Eine Glosse von Daniela Pemöller

Man kann nicht sagen, er habe es nicht versucht. Zweimal schwitzte der gebürtige Rumäne für die theoretische Führerscheinprüfung. Beide Male rasselte er durch. Tja, und dann tat der heute 53-Jährige, was man gar nicht tun darf: Er setzte sich einfach hinters Steuer und fuhr los. Ganz nach dem Motto, was kümmern mich Gesetze ...

So fuhr und fuhr und fuhr er. Bis er letzte Woche im schwäbischen Ilsfeld in eine Verkehrskontrolle geriet und alles aufflog. Nach 30 Jahren. Da fragt man sich: Wie konnte das passieren? Waren die Ordnungshüter blind im Landkreis Heilbronn? Denen geht es wohl zu gut, so ohne Elbphilharmonie, HSH Nordbank und kaputte Straßen. Trotzdem schaffen sie es nun bundesweit in die Schlagzeilen.

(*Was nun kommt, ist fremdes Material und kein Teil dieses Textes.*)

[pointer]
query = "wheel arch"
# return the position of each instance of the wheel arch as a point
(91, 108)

Natürlich ist es schlimm, was der Rumäne gemacht hat. Aber man muss die Kirche im Dorf lassen. Studien belegen, dass 75 Prozent der heutigen Führerscheinhalter gnadenlos durchfallen würden, wenn sie den Test jetzt machen müssten. Und mal ehrlich: Manche Menschen erlauben sich doch noch ganz andere Dinge.

Lehrt uns unsere Welt nicht stetig: Regeln sind da, um gebrochen zu werden? Warum sonst dürfen Menschen wie die Autorin Helene Hegemann frech abschreiben und dafür auch noch bundesweit literarische Lobeshymnen ernten? Warum können manche Bankmanager auf ganzer Front versagen und trotzdem weitermachen? Statt Strafe kassieren sie sogar noch satte Millionenboni.

Längst haben wir uns ans Messen mit zweierlei Maß gewöhnt. Ganz wie der Rumäne an das Autofahren ohne Führerschein.

Er hat eine Regel gebrochen. Aber immerhin ohne anderen dabei zu schaden. Drei Jahrzehnte kurvte unser rumänischer Regelbrecher ohne Knalleffekt herum. Eine Bilanz, die manch anderen Autofahrer durchaus alt aussehen lässt. Am Ende drängt sich die Frage auf: Wie wichtig ist die theoretische Prüfung eigentlich, wenn man auch ohne sie 30 Jahre lang unfallfrei bleibt? Hat der Mann nur Glück gehabt? Oder ist Autofahren doch kein Fall für Theoretiker?